Initial examination should be superficial using one hand. Place the hand flat over each area and flex at the metacarpophalangeal joints. You should feel whether the abdomen is soft but you should always be looking at the patient’s face for any signs of pain. If you feel any abnormal masses you should report these to the examiner.
Once all 9 areas have been examined superficially, you should move on to examine deeper.
A deeper exam is performed with two hands, one on top of the other again flexing at the metacarpophalangeal MCP joints. You should still be looking at the patient’s face for them flinching due to pain. Again, examine all 9 named segments of the abdomen.
Having performed a general examination of the abdomen, you should now feel for organomegaly, particularly of the liver, spleen and kidneys.
Palpation for the liver and spleen is similar, both starting in the right iliac fossa.
For the liver, press upwards towards the right hypochondrium. You should try to time the palpation with the patient’s breathing-in as this presses down on the liver. If nothing is felt you should move towards the costal margin and try again.
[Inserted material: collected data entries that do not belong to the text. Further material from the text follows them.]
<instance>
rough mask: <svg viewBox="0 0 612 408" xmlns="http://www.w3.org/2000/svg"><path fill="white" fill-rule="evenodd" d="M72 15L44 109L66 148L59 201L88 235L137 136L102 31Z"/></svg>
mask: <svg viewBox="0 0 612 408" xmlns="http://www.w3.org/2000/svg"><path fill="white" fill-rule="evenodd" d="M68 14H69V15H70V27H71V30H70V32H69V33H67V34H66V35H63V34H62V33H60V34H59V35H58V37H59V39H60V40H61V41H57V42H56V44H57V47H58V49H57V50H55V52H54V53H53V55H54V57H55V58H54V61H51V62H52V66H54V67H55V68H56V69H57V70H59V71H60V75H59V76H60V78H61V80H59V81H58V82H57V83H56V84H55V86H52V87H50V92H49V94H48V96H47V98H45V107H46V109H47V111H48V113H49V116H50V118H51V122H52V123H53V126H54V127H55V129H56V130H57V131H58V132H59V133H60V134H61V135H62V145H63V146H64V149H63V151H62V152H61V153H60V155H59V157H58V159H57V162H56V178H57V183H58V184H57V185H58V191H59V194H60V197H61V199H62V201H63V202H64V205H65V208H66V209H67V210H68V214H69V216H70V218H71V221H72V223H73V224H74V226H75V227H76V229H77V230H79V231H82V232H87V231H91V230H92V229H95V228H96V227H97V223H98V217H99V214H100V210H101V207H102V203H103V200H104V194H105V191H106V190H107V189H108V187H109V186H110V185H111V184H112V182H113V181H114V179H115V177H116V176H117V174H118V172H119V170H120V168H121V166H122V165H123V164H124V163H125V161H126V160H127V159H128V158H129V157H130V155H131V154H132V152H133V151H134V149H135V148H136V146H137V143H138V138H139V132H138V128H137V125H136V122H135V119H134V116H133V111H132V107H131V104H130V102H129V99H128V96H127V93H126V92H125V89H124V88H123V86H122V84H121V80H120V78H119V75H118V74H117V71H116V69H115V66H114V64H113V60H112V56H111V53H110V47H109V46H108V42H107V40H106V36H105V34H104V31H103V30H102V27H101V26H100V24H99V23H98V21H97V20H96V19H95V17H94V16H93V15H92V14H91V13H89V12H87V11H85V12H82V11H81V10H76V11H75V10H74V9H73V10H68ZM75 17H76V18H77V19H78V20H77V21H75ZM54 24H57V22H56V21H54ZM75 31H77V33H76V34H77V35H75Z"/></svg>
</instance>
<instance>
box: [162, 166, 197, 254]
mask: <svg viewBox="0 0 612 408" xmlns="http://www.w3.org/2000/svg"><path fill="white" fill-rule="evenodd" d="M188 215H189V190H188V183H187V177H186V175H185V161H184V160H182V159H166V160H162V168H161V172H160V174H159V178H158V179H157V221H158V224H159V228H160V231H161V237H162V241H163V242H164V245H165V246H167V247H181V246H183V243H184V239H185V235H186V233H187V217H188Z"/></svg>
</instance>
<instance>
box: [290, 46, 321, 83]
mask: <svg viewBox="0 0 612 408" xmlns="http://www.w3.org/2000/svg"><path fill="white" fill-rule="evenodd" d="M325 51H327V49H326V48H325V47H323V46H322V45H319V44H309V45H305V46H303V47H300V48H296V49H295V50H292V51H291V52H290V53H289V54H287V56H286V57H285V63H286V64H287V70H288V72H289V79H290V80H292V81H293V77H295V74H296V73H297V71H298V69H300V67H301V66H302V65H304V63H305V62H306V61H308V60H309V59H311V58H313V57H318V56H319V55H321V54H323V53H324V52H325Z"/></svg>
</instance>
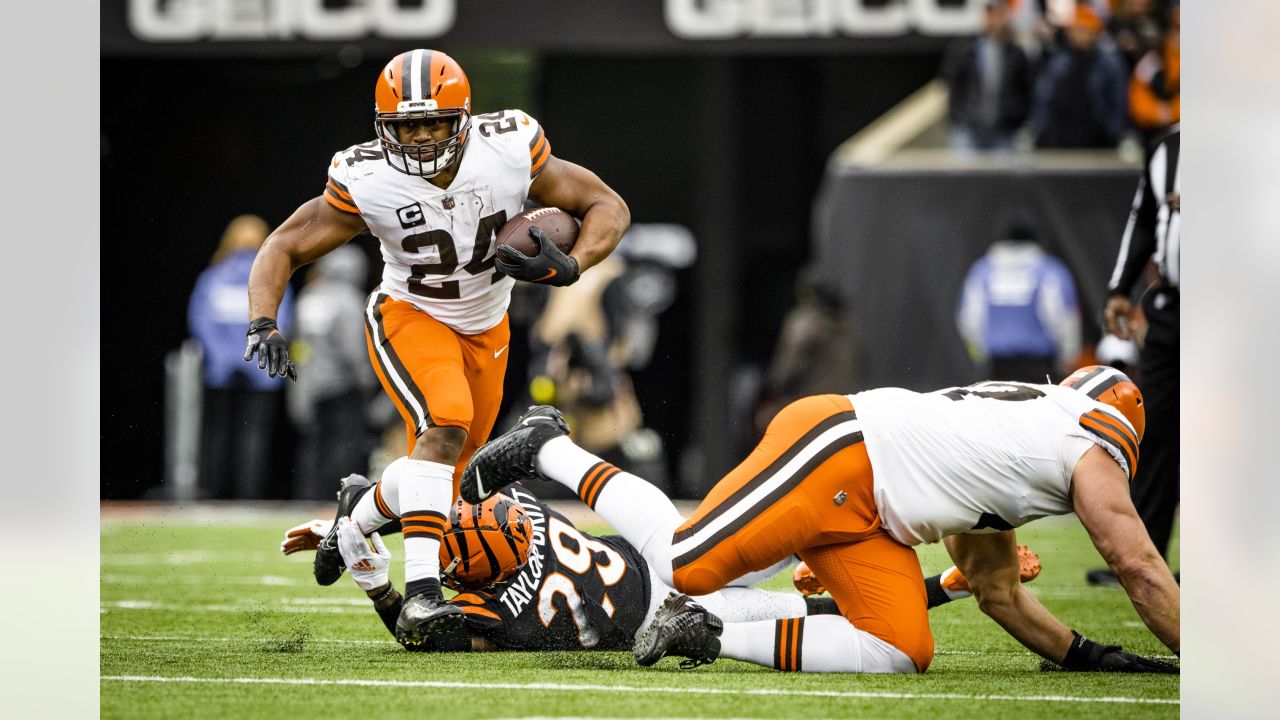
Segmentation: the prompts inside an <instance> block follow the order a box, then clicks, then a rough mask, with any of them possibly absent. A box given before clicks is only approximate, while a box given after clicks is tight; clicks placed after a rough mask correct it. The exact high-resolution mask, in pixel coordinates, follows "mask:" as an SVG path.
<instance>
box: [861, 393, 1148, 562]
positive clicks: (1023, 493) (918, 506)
mask: <svg viewBox="0 0 1280 720" xmlns="http://www.w3.org/2000/svg"><path fill="white" fill-rule="evenodd" d="M850 400H851V401H852V404H854V411H855V413H856V414H858V419H859V420H860V421H861V427H863V437H864V442H865V445H867V455H868V457H869V459H870V462H872V473H873V475H874V488H876V489H874V493H876V507H877V510H878V512H879V516H881V521H882V523H883V525H884V529H886V530H888V533H890V534H891V536H893V538H895V539H897V541H899V542H902V543H906V544H919V543H924V542H938V541H940V539H942V538H943V537H946V536H952V534H960V533H993V532H1000V530H1009V529H1012V528H1018V527H1020V525H1024V524H1027V523H1029V521H1032V520H1036V519H1039V518H1046V516H1050V515H1066V514H1069V512H1073V511H1074V505H1073V502H1071V475H1073V473H1074V471H1075V464H1076V462H1078V461H1079V460H1080V457H1082V456H1083V455H1084V454H1085V452H1087V451H1088V450H1089V448H1091V447H1093V446H1094V445H1097V446H1101V447H1102V448H1103V450H1106V451H1107V452H1108V454H1110V455H1111V456H1112V459H1115V461H1116V462H1117V464H1119V465H1120V468H1121V469H1123V470H1124V471H1125V473H1126V474H1129V477H1130V478H1132V477H1133V470H1134V468H1135V466H1137V461H1138V442H1137V434H1135V433H1134V432H1133V428H1132V427H1130V425H1129V421H1128V420H1125V419H1124V416H1123V415H1120V413H1117V411H1115V410H1114V409H1112V407H1110V406H1107V405H1103V404H1101V402H1097V401H1096V400H1092V398H1089V397H1088V396H1085V395H1084V393H1080V392H1076V391H1074V389H1071V388H1066V387H1060V386H1050V384H1024V383H1005V382H987V383H978V384H974V386H969V387H956V388H946V389H940V391H937V392H928V393H918V392H911V391H908V389H902V388H878V389H870V391H867V392H860V393H858V395H854V396H850Z"/></svg>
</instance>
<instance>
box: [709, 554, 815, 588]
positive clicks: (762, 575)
mask: <svg viewBox="0 0 1280 720" xmlns="http://www.w3.org/2000/svg"><path fill="white" fill-rule="evenodd" d="M799 560H800V559H797V557H796V556H795V555H792V556H790V557H783V559H782V560H778V561H777V562H774V564H773V565H769V566H768V568H765V569H764V570H756V571H755V573H748V574H745V575H742V577H741V578H737V579H736V580H732V582H730V583H728V584H727V585H726V587H735V588H749V587H751V585H758V584H760V583H763V582H764V580H768V579H769V578H772V577H773V575H777V574H778V573H781V571H783V570H786V569H787V568H790V566H792V565H795V564H796V562H799Z"/></svg>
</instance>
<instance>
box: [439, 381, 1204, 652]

A distended liver feels like a light tap on the leading finger when you press down. If the liver is distended, its distance from the costal margin should be noted.
Palpating for the spleen is as for the liver but in the direction of the left hypochondrium. The edge of the spleen which may be felt if distended is more nodular than the liver.
Another way to assess for splenomegaly is to ask the patient to lie on their right side. Support the rib cage with your left hand and again ask the patient to take deep breaths in moving your right hand up towards the left hypochondrium.
To feel for the kidneys you should place one hand under the patient in the flank region and the other hand on top. You should then try to ballot the kidney between the two hands. In the majority of people the kidneys are not palpable, but they maybe in thin patients who have no renal pathology.
Palpate for the bladder by starting at the umbilicus, move in steps downwards towards the pubic bone
With the patient lying flat, start percussing from the midline away from you. If the percussion note changes, hold you finger in that position and ask the patient to roll towards you. Again percuss over this area and if the note has changed then it suggests presence of fluid such as in ascites.
A distended bladder will also be dull to percussion and this should be checked for.
Palpate for the abdominal aorta to check whether it is expansile, which could be suggestive of an aneurysm. Note that the aortic pulsation can often be felt in thin patients, but shouldn’t be expansile.
At this point, you should mention to the examiner that you would like to finish the procedure with an examination of the hernial orifices, the external genitalia and also a rectal examination.
It is also appropriate to perform a urinalysis at this point including a pregnancy test in females.
Allow the patient to dress and thank them. Wash your hands and report any findings to your examiner.